A Suprema Corte dos Estados Unidos decidiu nesta terça-feira, 30 de junho de 2026, que os estados podem proibir a participação de meninas e mulheres transgêneras em esportes escolares e universitários femininos. A corte emitiu uma decisão unânime de nove votos a zero, entendendo que as proibições estaduais não violam a Constituição americana nem o Title IX. A medida afeta diretamente estados como Idaho e Virgínia Ocidental, governados por republicanos, e deve influenciar políticas semelhantes em outras regiões do país.
A resolução derruba decisões de instâncias inferiores e reforça a possibilidade de manter categorias femininas restritas a atletas do sexo biológico feminino. A corte considerou que as leis estaduais visam preservar a integridade dos esportes para meninas e mulheres, sem infringir direitos constitucionais.
Fundamentos da decisão unânime
Os ministros avaliaram que as proibições estaduais não discriminam de forma inconstitucional, mas buscam garantir igualdade de condições nas competições femininas. O entendimento foi de que as regras protegem o espaço reservado a pessoas do sexo biológico feminino, conforme argumentado durante o julgamento. A decisão marca um precedente importante para políticas esportivas em nível estadual.
Reações de autoridades
O juiz conservador Brett Kavanaugh destacou o alcance da medida ao afirmar que os estados podem manter os esportes femininos e para meninas reservados a pessoas do sexo biológico feminino. Já o presidente Donald Trump celebrou o resultado em declaração pública.

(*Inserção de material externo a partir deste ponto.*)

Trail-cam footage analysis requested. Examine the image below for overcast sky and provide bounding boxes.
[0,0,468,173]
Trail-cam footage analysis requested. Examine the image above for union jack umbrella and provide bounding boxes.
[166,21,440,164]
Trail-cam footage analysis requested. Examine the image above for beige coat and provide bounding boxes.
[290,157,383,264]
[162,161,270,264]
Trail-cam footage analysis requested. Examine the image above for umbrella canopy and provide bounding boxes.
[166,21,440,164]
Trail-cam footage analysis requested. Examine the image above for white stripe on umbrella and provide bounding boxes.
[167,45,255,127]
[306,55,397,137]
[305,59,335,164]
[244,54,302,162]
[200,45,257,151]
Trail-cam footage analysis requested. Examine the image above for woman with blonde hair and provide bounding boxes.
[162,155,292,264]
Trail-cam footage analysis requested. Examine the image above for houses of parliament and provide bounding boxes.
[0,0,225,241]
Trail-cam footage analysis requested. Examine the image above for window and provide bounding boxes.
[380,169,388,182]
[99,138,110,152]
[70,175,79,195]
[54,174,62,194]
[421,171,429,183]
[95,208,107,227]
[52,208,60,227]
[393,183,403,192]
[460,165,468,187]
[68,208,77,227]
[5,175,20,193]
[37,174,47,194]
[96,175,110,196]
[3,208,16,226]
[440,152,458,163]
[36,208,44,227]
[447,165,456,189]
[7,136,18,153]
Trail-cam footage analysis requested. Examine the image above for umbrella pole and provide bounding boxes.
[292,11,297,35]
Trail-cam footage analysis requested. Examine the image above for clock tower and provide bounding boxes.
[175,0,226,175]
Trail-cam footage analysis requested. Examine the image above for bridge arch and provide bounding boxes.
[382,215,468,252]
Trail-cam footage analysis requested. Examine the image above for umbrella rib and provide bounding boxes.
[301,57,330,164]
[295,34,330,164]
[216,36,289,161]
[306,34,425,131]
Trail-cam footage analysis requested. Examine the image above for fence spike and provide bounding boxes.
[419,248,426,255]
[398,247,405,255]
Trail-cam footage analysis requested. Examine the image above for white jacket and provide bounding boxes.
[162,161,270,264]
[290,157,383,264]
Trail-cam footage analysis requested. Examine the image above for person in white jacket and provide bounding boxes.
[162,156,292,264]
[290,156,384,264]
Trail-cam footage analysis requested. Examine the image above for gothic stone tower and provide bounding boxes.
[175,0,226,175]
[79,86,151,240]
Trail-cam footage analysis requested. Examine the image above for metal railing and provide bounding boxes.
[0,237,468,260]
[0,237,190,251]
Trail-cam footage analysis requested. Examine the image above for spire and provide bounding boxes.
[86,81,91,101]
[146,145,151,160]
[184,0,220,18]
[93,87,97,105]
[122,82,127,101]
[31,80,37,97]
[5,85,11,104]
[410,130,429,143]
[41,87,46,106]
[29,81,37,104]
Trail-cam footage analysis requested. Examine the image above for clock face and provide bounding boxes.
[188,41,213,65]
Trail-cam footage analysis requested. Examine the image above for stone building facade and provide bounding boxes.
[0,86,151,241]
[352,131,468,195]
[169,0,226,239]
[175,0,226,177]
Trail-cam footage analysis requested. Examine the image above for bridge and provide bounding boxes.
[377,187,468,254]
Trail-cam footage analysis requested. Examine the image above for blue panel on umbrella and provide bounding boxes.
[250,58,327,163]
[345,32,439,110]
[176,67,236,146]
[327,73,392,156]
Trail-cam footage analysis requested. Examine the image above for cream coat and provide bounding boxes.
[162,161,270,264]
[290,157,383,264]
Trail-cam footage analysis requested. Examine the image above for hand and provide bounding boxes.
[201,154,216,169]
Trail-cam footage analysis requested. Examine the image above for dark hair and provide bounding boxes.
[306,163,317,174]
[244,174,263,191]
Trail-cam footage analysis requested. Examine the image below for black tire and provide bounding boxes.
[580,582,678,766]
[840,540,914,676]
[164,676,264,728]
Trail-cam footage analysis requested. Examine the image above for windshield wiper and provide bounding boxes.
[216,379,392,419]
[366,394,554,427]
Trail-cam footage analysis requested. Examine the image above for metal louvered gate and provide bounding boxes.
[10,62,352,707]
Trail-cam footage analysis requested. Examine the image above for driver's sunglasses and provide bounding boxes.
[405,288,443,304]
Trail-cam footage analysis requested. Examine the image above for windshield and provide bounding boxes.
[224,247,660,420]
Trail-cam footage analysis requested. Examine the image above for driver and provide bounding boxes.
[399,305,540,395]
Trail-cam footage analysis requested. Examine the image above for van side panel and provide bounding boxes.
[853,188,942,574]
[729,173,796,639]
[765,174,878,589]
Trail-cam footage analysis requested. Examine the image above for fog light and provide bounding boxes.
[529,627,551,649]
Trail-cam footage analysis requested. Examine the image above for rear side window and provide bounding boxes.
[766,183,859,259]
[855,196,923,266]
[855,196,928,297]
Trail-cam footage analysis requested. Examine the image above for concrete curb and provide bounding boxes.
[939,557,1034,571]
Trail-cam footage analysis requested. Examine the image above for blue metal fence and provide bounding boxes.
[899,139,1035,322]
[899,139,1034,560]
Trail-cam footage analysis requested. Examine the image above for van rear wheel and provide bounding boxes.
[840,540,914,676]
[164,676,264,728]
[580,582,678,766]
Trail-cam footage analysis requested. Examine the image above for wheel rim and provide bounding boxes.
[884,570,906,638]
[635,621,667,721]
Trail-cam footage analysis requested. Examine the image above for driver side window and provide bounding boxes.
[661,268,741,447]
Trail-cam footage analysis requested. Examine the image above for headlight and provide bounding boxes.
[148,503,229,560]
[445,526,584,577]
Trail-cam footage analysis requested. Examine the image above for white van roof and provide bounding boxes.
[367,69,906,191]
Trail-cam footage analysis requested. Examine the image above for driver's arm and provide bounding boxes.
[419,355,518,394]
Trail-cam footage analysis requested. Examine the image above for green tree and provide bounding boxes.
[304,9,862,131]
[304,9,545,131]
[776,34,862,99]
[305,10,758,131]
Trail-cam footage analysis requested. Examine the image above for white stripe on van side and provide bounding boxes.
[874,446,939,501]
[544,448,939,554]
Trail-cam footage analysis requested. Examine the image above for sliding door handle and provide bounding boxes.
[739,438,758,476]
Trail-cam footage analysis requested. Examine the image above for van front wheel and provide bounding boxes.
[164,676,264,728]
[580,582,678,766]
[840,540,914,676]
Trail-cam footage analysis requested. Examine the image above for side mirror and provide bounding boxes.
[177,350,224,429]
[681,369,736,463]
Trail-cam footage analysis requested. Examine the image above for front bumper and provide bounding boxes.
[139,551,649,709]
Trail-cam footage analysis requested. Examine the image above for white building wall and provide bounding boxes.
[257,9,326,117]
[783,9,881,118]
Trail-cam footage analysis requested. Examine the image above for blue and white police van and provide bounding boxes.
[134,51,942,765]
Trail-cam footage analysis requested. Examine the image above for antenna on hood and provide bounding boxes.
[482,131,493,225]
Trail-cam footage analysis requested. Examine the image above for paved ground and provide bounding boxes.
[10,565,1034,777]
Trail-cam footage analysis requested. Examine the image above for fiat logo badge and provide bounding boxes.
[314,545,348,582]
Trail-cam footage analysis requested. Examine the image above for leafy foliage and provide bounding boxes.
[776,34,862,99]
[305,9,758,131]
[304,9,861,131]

GRANDE VITÓRIA: a Suprema Corte dos Estados Unidos acaba de decidir contra homens jogando em esportes femininos. Uau! Isso acaba com essa situação ridícula!!!
presidente Donald Trump
Atletas transgêneras e organizações de direitos civis expressaram preocupação com o impacto da decisão sobre a inclusão nos esportes. Enquanto isso, defensores das proibições argumentam que a medida protege a competitividade justa nas categorias femininas em todo o país. A resolução deve orientar legislaturas estaduais nos próximos meses.